La cuisine de Frédéric Anton fut bien adaptée à ce repas, avec des accords très orthodoxes, sans prise de risque inutile. J’ai préféré l’accord du vernis avec le champagne Salon et ma petite tentative faite en catimini du Meursault avec la poitrine d’agneau, et j’ai apprécié le mariage d’un instant de la mimolette et du Filhot. La cuisson du ris de veau est un grand moment de gastronomie. L’odeur du Château Chalon et la perfection d Yquem sont des moments rares.

J’ai fait voter pour désigner les quatre plus grands vins de la soirée. Alors que tous le convives sont des sommités de la connaissance des vins, ce fut le même phénomène que lors d’autres dîners : aucun vote ne fut identique.

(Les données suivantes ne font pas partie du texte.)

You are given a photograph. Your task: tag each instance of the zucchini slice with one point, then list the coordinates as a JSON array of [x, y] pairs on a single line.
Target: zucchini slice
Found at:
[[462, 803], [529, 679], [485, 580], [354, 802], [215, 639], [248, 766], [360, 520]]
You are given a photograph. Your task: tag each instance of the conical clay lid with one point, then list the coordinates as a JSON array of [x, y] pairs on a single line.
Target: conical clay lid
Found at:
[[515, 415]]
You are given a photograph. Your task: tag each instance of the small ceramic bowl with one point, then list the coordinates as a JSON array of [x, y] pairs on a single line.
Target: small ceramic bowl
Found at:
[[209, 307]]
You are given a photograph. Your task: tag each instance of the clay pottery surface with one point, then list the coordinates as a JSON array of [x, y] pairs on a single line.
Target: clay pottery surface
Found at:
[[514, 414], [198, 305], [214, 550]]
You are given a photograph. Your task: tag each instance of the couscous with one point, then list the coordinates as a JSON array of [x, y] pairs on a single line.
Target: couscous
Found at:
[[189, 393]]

Neuf vins furent cités. Je suis assez content que le choix des quatre vins que je fis est strictement le même que celui de Bipin Desai, à l’ordre près, notre choix n’étant partagé par aucun autre. Il y eut une large concentration de votes d’abord sur Yquem 1937, ensuite sur deux vins, le Grands Echézeaux DRC 1953 et le Vosne Romanée Cros Parentoux 1990. Puis le Haut-Brion 1934 reçut beaucoup de suffrages. Mon vote personnel fut : Yquem 1937, Vosne Romanée Cros Parantoux 1990, Grands Echézeaux 1953 et Meursault Coche Dury 1990.

Je fus ébloui par l’érudition des participants qui connaissent chaque domaine, chaque vigneron et chacune de leurs méthodes de vinification. Des conversations passionnantes, des vins rares et des saveurs excitantes. Mais aussi un service remarquable d’une équipe motivée qui nous a permis de réussir dans un lieu prestigieux un événement de grand plaisir œnologique et gustatif. Ce sera long de tenir un an avant de nous revoir.